Understanding the relationship between variables

When analyzing many variables, scatter plots and correlation coefficients can quickly uncover patterns and reduce a large amount of data to a subset of interesting relationships.

Correlation describes the strength of relationship between two variables. A correlation coefficient ranges from -1 to +1. +1 indicates a perfect positive linear relationship, and -1 indicates a perfect negative linear relationship. Zero indicates the variables are uncorrelated and there is no linear relationship. Normally the correlation coefficient lies somewhere between these values.

  1. Open the file New York Neighborhoods.xlsx.
  2. Click a cell in the dataset.
  3. On the Analyse-it ribbon tab, in the Statistical Analyses group, click Multivariate, and then click Correlation Matrix.
    The analysis task pane opens.
  4. In the Model drop-down list, select Multivariate.
  5. In the Y variables list box, select Affordability, Transit, Shopping & Services, Crime, Food, Schools, Diversity, Creative, Housing Quality, Green Space, Wellness, Nightlife.
  6. Select Correlation and Color maps.
  7. On the Analyse-it ribbon tab, in the Correlation group, click Scatter matrix, and then click Scatter Plot with Density Ellipses and Histograms.
  8. In the Density ellipse edit box, enter 75%.
  9. Click Calculate.
    The results are calculated and the analysis report opens.

The scatter plot matrix shows plots for all of the pairs of variables, and each plot shows the relationship between a pair of variables. The red ellipse contains the middle 75% of the neighborhoods and indicates whether the two variables are positively, negatively, or not correlated.
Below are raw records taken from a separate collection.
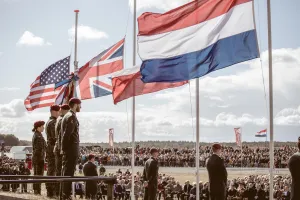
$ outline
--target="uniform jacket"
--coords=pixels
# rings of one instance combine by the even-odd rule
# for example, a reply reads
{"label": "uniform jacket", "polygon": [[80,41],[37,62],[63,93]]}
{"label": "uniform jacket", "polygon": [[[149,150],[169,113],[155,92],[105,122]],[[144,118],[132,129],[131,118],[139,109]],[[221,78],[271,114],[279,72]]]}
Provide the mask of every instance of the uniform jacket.
{"label": "uniform jacket", "polygon": [[[92,162],[87,162],[83,166],[84,176],[98,176],[97,166]],[[97,193],[97,181],[87,181],[86,182],[86,194],[95,195]]]}
{"label": "uniform jacket", "polygon": [[152,157],[149,158],[145,163],[143,179],[144,181],[148,181],[148,184],[157,185],[158,162]]}
{"label": "uniform jacket", "polygon": [[61,151],[61,121],[63,117],[63,115],[59,116],[55,123],[55,152]]}
{"label": "uniform jacket", "polygon": [[46,141],[42,133],[35,132],[32,137],[32,162],[44,161],[46,153]]}
{"label": "uniform jacket", "polygon": [[223,194],[227,185],[227,170],[224,161],[218,155],[213,154],[207,161],[210,192]]}
{"label": "uniform jacket", "polygon": [[54,157],[53,149],[55,145],[55,124],[56,124],[56,117],[50,117],[46,126],[46,135],[47,135],[47,157]]}
{"label": "uniform jacket", "polygon": [[61,153],[73,156],[79,155],[79,122],[75,113],[70,110],[61,122]]}
{"label": "uniform jacket", "polygon": [[289,160],[289,170],[292,175],[291,200],[300,199],[300,152],[295,153]]}

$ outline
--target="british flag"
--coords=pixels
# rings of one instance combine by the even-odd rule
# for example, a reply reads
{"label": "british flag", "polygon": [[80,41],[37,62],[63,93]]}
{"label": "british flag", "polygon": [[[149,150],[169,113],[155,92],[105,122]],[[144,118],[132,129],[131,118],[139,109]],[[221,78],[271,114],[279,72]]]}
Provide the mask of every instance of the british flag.
{"label": "british flag", "polygon": [[82,100],[112,94],[111,75],[123,69],[125,39],[104,50],[78,71],[76,96]]}

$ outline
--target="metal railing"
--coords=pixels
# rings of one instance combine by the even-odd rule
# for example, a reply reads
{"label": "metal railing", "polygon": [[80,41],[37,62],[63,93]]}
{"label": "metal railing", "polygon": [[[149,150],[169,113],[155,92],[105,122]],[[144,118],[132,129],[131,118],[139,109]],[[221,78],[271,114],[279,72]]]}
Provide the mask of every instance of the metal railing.
{"label": "metal railing", "polygon": [[[22,184],[22,183],[63,183],[63,182],[85,182],[103,181],[107,184],[107,200],[113,199],[113,185],[117,179],[103,176],[26,176],[26,175],[0,175],[0,184]],[[4,179],[4,180],[3,180]],[[14,180],[5,180],[14,179]],[[19,180],[16,180],[19,179]],[[74,192],[74,190],[73,190]]]}

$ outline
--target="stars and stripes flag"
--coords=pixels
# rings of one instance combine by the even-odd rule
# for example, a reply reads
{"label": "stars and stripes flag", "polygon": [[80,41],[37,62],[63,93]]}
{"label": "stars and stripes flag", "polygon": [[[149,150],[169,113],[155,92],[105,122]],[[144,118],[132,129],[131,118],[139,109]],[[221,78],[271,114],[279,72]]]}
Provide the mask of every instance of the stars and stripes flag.
{"label": "stars and stripes flag", "polygon": [[55,89],[55,83],[67,79],[69,71],[70,56],[47,67],[31,84],[29,95],[24,101],[25,108],[32,111],[55,104],[66,89],[65,86]]}
{"label": "stars and stripes flag", "polygon": [[91,59],[78,71],[76,95],[81,100],[110,95],[111,74],[123,69],[124,42],[122,39]]}
{"label": "stars and stripes flag", "polygon": [[242,146],[242,129],[240,127],[234,128],[235,141],[238,146]]}
{"label": "stars and stripes flag", "polygon": [[261,130],[255,134],[255,137],[267,137],[267,129]]}
{"label": "stars and stripes flag", "polygon": [[109,146],[111,146],[111,147],[114,146],[114,129],[113,128],[109,129],[108,143],[109,143]]}

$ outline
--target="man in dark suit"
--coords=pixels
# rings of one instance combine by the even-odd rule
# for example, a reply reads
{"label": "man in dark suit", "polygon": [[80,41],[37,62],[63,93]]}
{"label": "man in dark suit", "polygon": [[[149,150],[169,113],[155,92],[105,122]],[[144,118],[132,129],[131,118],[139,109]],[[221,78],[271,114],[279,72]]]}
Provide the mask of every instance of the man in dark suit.
{"label": "man in dark suit", "polygon": [[151,158],[149,158],[144,167],[143,179],[145,187],[144,200],[156,200],[157,181],[158,181],[158,150],[152,148],[150,150]]}
{"label": "man in dark suit", "polygon": [[291,200],[300,199],[300,137],[298,138],[298,152],[292,155],[288,166],[292,175]]}
{"label": "man in dark suit", "polygon": [[[89,161],[83,166],[84,176],[98,176],[97,166],[94,164],[95,156],[89,155]],[[87,199],[96,199],[97,181],[87,181],[85,195]]]}
{"label": "man in dark suit", "polygon": [[208,159],[206,168],[209,176],[211,200],[226,199],[227,171],[223,159],[220,157],[221,145],[212,146],[213,155]]}

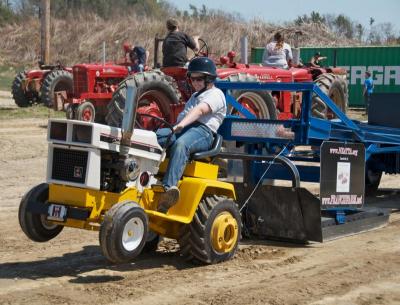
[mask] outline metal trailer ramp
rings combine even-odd
[[[249,238],[273,239],[296,243],[325,242],[387,224],[390,210],[365,208],[336,213],[321,210],[320,200],[302,187],[262,185],[254,187],[235,183],[242,209],[244,234]]]

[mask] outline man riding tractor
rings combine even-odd
[[[217,69],[207,57],[196,57],[189,63],[187,76],[195,90],[178,115],[177,124],[171,129],[157,132],[161,146],[170,139],[171,155],[163,178],[165,193],[160,198],[159,211],[167,211],[179,199],[177,183],[182,177],[191,154],[208,150],[226,115],[223,92],[213,84]]]

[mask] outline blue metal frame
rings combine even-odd
[[[363,143],[366,148],[366,160],[374,154],[395,154],[400,153],[400,129],[373,126],[356,120],[349,119],[335,103],[314,83],[259,83],[259,82],[227,82],[217,81],[215,85],[224,91],[227,103],[241,113],[244,118],[228,116],[218,133],[226,140],[240,141],[246,144],[264,143],[271,145],[312,145],[319,147],[323,141],[358,142]],[[261,91],[294,91],[302,92],[301,116],[291,120],[262,120],[244,109],[232,96],[231,90],[261,90]],[[311,116],[312,96],[316,94],[327,105],[327,108],[336,116],[334,120],[319,119]],[[283,124],[290,128],[294,133],[293,139],[283,139],[278,137],[247,137],[232,136],[232,124],[235,122]],[[291,160],[298,160],[296,156],[290,155],[290,150],[284,155]],[[257,152],[260,153],[260,152]],[[398,158],[398,156],[397,156]],[[314,151],[310,158],[300,158],[302,161],[319,161],[319,151]],[[262,164],[259,164],[262,165]],[[387,165],[392,166],[393,165]],[[264,166],[260,166],[263,168]],[[400,166],[398,166],[400,167]],[[278,169],[276,169],[278,170]],[[388,172],[400,172],[400,168],[385,168]],[[319,181],[316,177],[316,170],[299,170],[302,181]],[[273,171],[277,173],[276,171]],[[281,174],[279,174],[280,176]],[[273,177],[269,177],[273,178]]]

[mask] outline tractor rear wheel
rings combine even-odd
[[[19,225],[25,235],[33,241],[49,241],[60,234],[64,228],[64,226],[47,221],[45,215],[28,211],[28,204],[30,205],[30,209],[37,208],[39,210],[47,203],[48,198],[49,186],[47,183],[42,183],[26,193],[19,205]]]
[[[257,82],[257,77],[239,73],[233,74],[228,77],[231,82]],[[235,90],[231,95],[248,111],[260,119],[277,119],[277,111],[274,99],[269,92],[264,91],[248,91],[248,90]],[[235,114],[236,110],[233,108],[228,109],[228,114]]]
[[[348,86],[346,80],[333,73],[324,73],[317,77],[315,84],[346,113],[348,104]],[[329,110],[322,99],[316,95],[312,98],[312,115],[320,119],[329,119]]]
[[[137,257],[147,240],[148,218],[133,201],[115,204],[104,215],[99,232],[100,247],[112,263],[125,263]]]
[[[219,263],[233,257],[241,236],[236,203],[225,197],[203,197],[193,220],[182,227],[178,240],[182,256],[192,262]]]
[[[105,120],[108,125],[121,126],[128,86],[137,89],[139,95],[137,113],[152,114],[172,123],[171,104],[178,104],[180,99],[177,86],[170,76],[161,71],[147,71],[131,75],[120,83],[107,105],[108,113]],[[142,125],[151,129],[153,124],[146,120]]]
[[[53,70],[43,80],[40,89],[40,98],[44,105],[51,107],[54,104],[54,93],[66,91],[72,93],[72,74],[66,70]]]
[[[22,83],[26,79],[25,72],[19,72],[17,76],[15,76],[14,81],[11,86],[11,92],[15,104],[18,107],[28,107],[32,105],[32,101],[25,95],[25,91],[22,89]]]

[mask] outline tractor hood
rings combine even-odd
[[[293,76],[289,70],[272,68],[272,67],[263,67],[258,65],[244,65],[244,64],[236,64],[235,67],[231,68],[220,68],[217,69],[218,77],[221,79],[225,79],[233,74],[238,73],[246,73],[250,75],[254,75],[262,82],[292,82]]]
[[[126,66],[119,66],[115,64],[79,64],[73,66],[74,73],[83,71],[95,71],[99,75],[115,76],[119,77],[121,75],[128,75],[128,68]]]

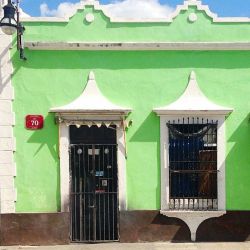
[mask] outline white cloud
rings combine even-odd
[[[118,18],[165,18],[174,9],[168,5],[161,5],[158,0],[124,0],[115,1],[105,6],[112,17]]]
[[[79,5],[80,3],[64,2],[57,9],[49,9],[43,3],[40,5],[41,16],[72,16]],[[169,5],[161,5],[158,0],[116,0],[103,7],[112,17],[132,19],[165,18],[174,11]]]
[[[57,9],[49,9],[46,3],[40,5],[41,16],[69,17],[75,14],[80,3],[60,3]]]

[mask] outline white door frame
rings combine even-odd
[[[117,165],[118,165],[118,192],[119,211],[127,210],[126,198],[126,146],[125,131],[122,126],[117,126]],[[59,155],[60,155],[60,191],[61,212],[69,212],[70,206],[70,163],[69,163],[69,126],[65,123],[59,124]]]

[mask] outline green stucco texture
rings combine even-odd
[[[83,21],[87,8],[69,23],[25,23],[26,41],[249,41],[250,24],[212,23],[190,8],[173,23],[110,23],[100,11]],[[189,23],[196,11],[198,21]],[[127,130],[128,208],[160,208],[160,123],[152,112],[175,101],[192,70],[205,95],[232,107],[226,119],[226,208],[250,210],[249,51],[30,51],[13,50],[14,127],[17,141],[17,212],[60,211],[58,125],[49,109],[80,95],[93,70],[104,96],[132,108]],[[42,130],[24,126],[28,114],[45,117]]]

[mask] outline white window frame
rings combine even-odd
[[[225,188],[225,118],[222,116],[161,116],[161,211],[168,211],[169,209],[169,129],[167,122],[176,121],[184,118],[184,123],[187,118],[198,117],[200,120],[204,118],[208,121],[218,121],[217,126],[217,190],[218,190],[218,210],[224,211],[226,209],[226,188]]]

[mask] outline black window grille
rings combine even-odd
[[[183,118],[169,129],[169,207],[217,210],[218,121]]]

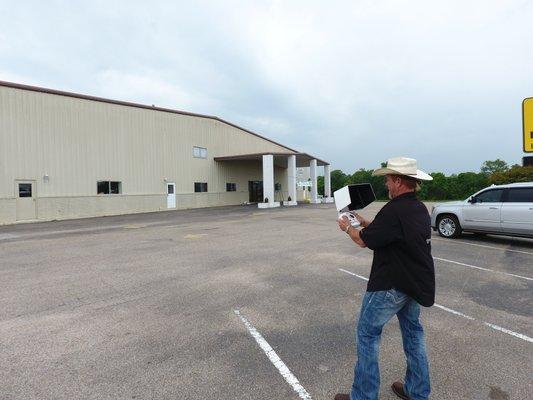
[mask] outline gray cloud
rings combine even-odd
[[[1,2],[0,79],[217,115],[353,172],[522,157],[525,1]]]

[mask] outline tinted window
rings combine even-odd
[[[98,194],[109,194],[109,182],[100,181],[96,184],[96,193]]]
[[[487,190],[476,196],[480,203],[498,203],[501,201],[503,189]]]
[[[31,197],[31,183],[19,183],[19,197]]]
[[[110,182],[111,184],[111,193],[119,194],[120,193],[120,182]]]
[[[98,181],[96,183],[96,193],[98,194],[120,194],[120,182]]]
[[[533,203],[533,188],[509,189],[509,203]]]
[[[235,183],[226,183],[226,192],[237,191],[237,185]]]
[[[207,192],[207,182],[194,182],[195,192]]]
[[[174,194],[174,185],[167,185],[168,194]]]

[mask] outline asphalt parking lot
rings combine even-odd
[[[348,391],[372,252],[336,215],[243,206],[0,227],[0,399]],[[434,234],[433,256],[432,398],[531,399],[533,241]],[[380,398],[396,399],[396,320],[380,357]]]

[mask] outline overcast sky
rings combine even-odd
[[[0,80],[216,115],[352,173],[520,163],[533,1],[0,0]]]

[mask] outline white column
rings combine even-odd
[[[317,181],[316,181],[316,160],[311,160],[309,163],[309,169],[311,172],[311,203],[318,203],[318,191],[317,191]]]
[[[333,203],[331,197],[331,165],[324,165],[324,203]]]
[[[284,206],[295,206],[296,202],[296,156],[289,156],[287,165],[287,188],[291,200],[283,202]]]
[[[274,156],[267,154],[263,156],[263,201],[268,199],[268,203],[259,203],[259,208],[279,207],[279,203],[274,201]]]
Scatter plot matrix(click to enlarge)

The correlation matrix shows the correlation coefficient for each pair of variables. Positively correlated variables are blue and negatively correlated variables are red, with the intensity dependent on the magnitude of the correlation.

Correlation matrix(click to enlarge)
Based on the scatter plot matrix and the correlation matrix, a few relationships are obvious:
  • Neighborhoods with affordable housing don’t offer good transit.
  • Better shopping also means a greater number of restaurants.
  • There is less creative capital in neighborhoods with high diversity.
  • Wellness seems almost completely unrelated to other factors.